The extensive insight that can be gained by collecting each of these data points is potentially revolutionary. It evolves a process from instinctual to data-driven — which, as seen in the potato example, has a fundamental impact on yields and productivity.

The underlying assumption is that the tools and methodology for capturing farm data are available and utilized efficiently. This is a big assumption because many farms today are not set up to actively collect and capitalize on new data assets. Accordingly, the ability to capture farm data becomes the source of competitive advantage.


It sounds easy. Collect data. Then use that data to deliver insights. But, for anyone who has been on a rural farm in the last decade, it is easier said than done. There are limitations that exist on many farms: lack of digital equip- ment, lack of skilled technology labor, poor distribution of electricity, and poorly defined processes. Because of these factors, each farmer must establish a new order of doing things to take advantage of the Data era. The data landscape for farming consists of three primary inputs.

Sensing equipment: Mounted devices on machinery, in fields, or anywhere near crops could be designed to collect/stream data or to control the application of water, pesticides, etc.
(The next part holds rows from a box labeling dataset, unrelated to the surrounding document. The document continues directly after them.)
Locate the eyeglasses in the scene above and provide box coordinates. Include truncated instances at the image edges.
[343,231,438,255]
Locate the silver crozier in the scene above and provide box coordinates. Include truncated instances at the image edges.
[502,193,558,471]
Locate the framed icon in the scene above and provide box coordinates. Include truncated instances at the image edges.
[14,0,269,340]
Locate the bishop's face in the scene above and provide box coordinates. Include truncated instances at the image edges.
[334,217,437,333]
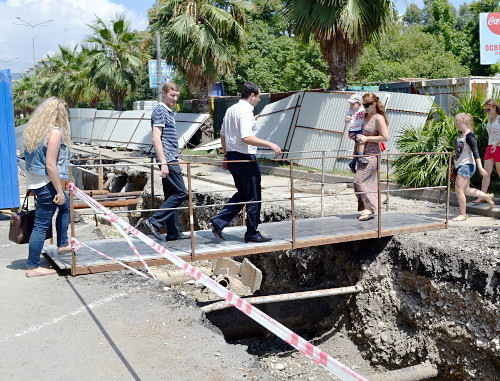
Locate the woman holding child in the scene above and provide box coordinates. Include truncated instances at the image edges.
[473,99,500,204]
[354,93,389,221]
This could range from instrumented tractors for harvesting to devices to monitor crop transpiration. The evolution of machines to collect data on crops and soil has been dramatic. In the last decade alone, equipment has evolved from mechanical-only to a combination of mechanical and digital technology. This change has been expedited by early insights that even small adjustments in planting depth or spacing can have huge impact on yields. So, while today the sensing equipment is largely a digitized version of common farm machines, the future will see a marked advancement in machines. Drones, driverless tractors, and other innovations will become commonplace.
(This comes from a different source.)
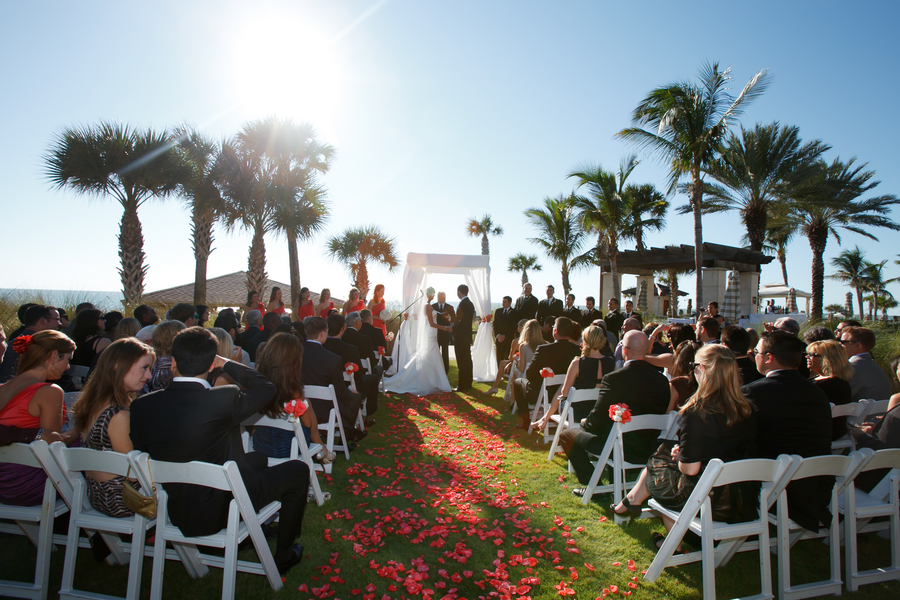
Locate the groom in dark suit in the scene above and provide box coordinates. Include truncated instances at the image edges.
[453,285,475,392]
[431,292,456,373]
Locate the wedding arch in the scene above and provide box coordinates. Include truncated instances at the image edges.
[394,252,497,381]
Global Positioning System (GPS): GPS provides the ability to pinpoint location accuracy within one meter. While GPS first emerged for automobiles in the early 1990s in places like Japan, it has just now become common in all automobiles. Farming equipment, as you may expect, has been even a step further behind, with the wide use of GPS just accelerating in the last decade.
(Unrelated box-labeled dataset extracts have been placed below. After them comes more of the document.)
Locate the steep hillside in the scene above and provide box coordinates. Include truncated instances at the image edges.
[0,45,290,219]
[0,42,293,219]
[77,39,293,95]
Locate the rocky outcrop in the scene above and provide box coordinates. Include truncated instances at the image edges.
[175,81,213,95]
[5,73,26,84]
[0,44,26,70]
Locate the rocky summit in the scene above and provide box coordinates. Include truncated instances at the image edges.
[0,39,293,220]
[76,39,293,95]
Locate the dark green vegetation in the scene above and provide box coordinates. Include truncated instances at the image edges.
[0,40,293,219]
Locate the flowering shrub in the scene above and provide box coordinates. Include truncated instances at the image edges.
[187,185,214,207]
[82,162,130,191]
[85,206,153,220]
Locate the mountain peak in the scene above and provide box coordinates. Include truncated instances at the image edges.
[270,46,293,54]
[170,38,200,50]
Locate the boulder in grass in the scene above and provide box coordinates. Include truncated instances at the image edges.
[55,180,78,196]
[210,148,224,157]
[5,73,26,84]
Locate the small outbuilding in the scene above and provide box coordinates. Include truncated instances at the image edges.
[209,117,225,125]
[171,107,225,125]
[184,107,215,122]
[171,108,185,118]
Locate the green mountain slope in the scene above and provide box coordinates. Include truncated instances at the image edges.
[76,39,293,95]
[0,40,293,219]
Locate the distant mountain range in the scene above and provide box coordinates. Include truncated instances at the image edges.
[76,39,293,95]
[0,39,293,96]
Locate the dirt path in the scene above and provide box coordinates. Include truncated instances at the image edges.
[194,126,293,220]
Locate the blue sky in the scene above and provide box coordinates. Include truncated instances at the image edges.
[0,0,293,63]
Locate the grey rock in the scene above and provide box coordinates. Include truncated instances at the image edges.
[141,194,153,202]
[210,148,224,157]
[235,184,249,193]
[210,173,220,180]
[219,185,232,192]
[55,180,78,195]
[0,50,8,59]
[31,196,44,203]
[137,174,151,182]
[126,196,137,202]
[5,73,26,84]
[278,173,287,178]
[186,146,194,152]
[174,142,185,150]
Geographic Information System (GIS): GIS assesses changes in the environment, tracks the spread of disease, as well understanding where soil is moist, eroded, or has experienced similar changes in condition. Once you know weed locations from weed mapping, spot control can be implemented. Topography and geology are important considerations in the practice of farming. Both are well accounted for with modern-day Geographic Information Systems.

By combining these three inputs, farmers will be able to accurately pinpoint machinery on their farms, send and receive data on their crops, and know which areas need immediate attention.


John Deere founded Deere & Company in 1836, when he moved to Grand Detour, Illinois to open a repair shop for farming tools. Deere eventually moved beyond tools and into the production of plows, which became a mainstay in the Farming for Profit and Power Farming eras. In 1848, Deere relocated to its still-current home in Moline, Illinois, and after his death in 1886, he passed the presidency of the company to Charles Deere.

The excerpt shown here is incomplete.